(This is a re-post of something I shared on Linked-In in June 2016.)
As chair of the 'Responsible Property Investment Council' for the Urban Land Institute I often get eye rolls or quips such as - "wait, what did you say? 'responsible' property investing'? - if you invest 'responsibly', does that mean I'm investing 'irresponsibly'?!". (ummm....) These comments make me smile - because I know we are simply being thoughtful and strategic in the way we invest. We invest with an eye toward creating competitive and durable market rate returns. Call it what you will - my experience is that incorporating a holistic lens drives alpha returns.
I believe that the Responsible Property Investing is the leading edge. Call it "triple bottom line" or "people, planet, profit" - it is about being really smart and intentional about our investments. The first hurdle to overcome is the notion that investing with an environmental or social sense will naturally result in lower returns or performance. I think it is just the opposite. We are investors first. Like anyone else, when we deploy capital, we want to get it back with a return - either in yield or appreciation. The TBL/PPP principles are about creating a strong and healthy foundation, be it in the context of a building, neighborhood or city. By consciously using our natural resources, reinvesting in our people and our communities and recognizing that diversity results in better decision making and stronger ties, we are creating a higher quality asset. If we raise the standard of living for all, we will create jobs and healthy and safe places to work and live. In turn, raising the tax base, supporting investment in infrastructure and community programs, driving art, music, better education and individual agency and commitment. As you create vibrant, healthy, desirable neighborhoods you also raise asset values.
I’m currently tracking the overlay between climate change and populations which are disproportionately impacted. Frankly, if we don’t get our act together on this one, we will continue to see rising unrest as our resources are strained to capacity - water fights, food shortages, migration and dislocation; the typical sustainability issues - water, energy, waste, carbon; increasing income disparity. Let’s look at water (or lack thereof). If you invest in infrastructure that delivers clean and accessible water to communities in need you start to tackle gender inequality and economic returns. In many countries, women are the ones who collect water from far away places, often at great risk. By investing in water delivery, you reduce the amount of time and effort they must go to to provide for a basic need - thereby freeing up time for them to go to school, increasing the educated population, reducing health care costs and allowing them the opportunity to engage in commerce, providing a positive benefit into the local economy.
With every investment we make (money, time or capacity) we are making a clear statement of what we choose to impact. We can be far more intentional in how we develop and redevelop.
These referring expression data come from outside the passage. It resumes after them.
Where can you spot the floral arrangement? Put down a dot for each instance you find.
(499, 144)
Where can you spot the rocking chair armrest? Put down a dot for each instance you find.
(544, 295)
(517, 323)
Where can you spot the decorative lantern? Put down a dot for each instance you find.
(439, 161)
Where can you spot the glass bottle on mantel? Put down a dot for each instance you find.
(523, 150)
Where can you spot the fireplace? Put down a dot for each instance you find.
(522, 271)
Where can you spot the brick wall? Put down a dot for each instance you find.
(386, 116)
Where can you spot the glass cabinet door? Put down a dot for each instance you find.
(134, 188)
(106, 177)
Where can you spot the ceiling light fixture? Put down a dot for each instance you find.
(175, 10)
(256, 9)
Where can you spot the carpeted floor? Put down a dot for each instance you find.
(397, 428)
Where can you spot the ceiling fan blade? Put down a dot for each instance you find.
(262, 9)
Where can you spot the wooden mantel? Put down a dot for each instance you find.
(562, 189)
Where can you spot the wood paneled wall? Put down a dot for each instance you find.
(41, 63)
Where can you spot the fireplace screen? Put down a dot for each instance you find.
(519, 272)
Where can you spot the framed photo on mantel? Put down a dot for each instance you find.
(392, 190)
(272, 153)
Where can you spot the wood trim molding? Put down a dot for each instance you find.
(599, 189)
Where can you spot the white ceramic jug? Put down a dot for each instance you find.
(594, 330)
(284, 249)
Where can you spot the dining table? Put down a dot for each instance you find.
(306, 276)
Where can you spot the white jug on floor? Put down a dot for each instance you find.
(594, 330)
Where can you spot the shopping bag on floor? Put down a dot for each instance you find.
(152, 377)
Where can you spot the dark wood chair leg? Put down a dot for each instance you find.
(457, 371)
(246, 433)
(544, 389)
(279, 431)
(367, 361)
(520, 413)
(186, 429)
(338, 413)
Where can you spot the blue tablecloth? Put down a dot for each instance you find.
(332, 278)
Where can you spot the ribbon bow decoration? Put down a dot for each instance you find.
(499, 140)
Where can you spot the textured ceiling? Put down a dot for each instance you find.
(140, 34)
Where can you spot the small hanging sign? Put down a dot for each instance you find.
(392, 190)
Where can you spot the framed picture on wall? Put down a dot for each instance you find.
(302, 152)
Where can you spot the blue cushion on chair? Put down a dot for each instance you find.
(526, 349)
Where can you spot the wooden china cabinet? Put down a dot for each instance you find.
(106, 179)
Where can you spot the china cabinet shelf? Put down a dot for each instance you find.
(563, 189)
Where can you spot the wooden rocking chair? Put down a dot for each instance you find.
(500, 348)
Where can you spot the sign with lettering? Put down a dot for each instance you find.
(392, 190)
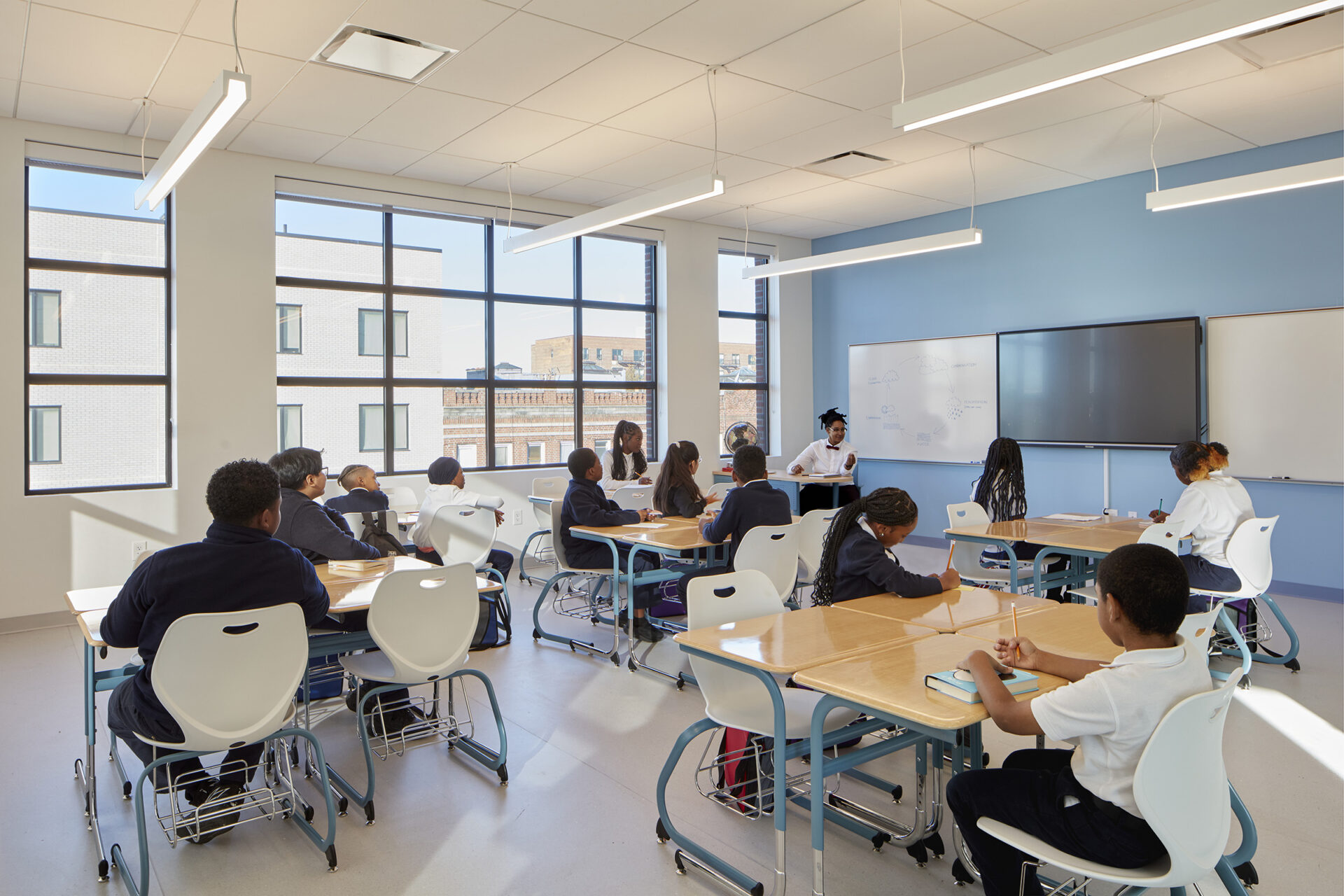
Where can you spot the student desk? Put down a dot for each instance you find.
(766, 647)
(889, 685)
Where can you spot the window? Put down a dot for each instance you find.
(43, 435)
(99, 377)
(500, 374)
(743, 321)
(371, 428)
(290, 426)
(45, 317)
(371, 332)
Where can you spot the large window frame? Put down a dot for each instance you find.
(388, 289)
(31, 379)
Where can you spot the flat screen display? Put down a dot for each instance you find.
(1133, 383)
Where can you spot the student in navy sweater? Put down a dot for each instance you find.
(363, 493)
(752, 504)
(587, 504)
(857, 558)
(318, 531)
(238, 566)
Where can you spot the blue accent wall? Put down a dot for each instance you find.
(1092, 254)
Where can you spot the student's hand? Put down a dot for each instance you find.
(1019, 653)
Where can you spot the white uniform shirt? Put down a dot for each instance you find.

Doing mixed-income, cross-generational development. Use responsible contracting to ensure living wages. Reduced resource use.
How can we motivate more investors, developers and lenders to take into account these topics? Ultimately, I think it is a shift in focus. Change the questions that are being asked to make them more meaningful and so they are tracking a higher level of significance. Instead of focusing on whether or not returns have increased over the quarter (or some other short period of time), we need to be asking whether or not we are building adaptable and resilient buildings, cities and systems. Are we creating assets that can withstand and flourish given the future.
We are facing unprecedented change - we have narrowed our perspectives needlessly and frankly, to our own detriment. When we only look at investing as what shows up on the most recent P&L, we shrink our field of vision, limiting our opportunities, opening ourselves up to risk and excluding some of the most important factors and consequences. It provides an inadequate and incomplete view of investment returns. And it keeps us in a mode of extraction - which as we all know is unsustainable. (The healthiest plants and food grow in soil that has been tended and replenished.) By expanding our focus, it is easier to see the true cost and profit, which allows us to optimize our investment decisions. Ultimately the capital markets and our investments can be a positive force for change.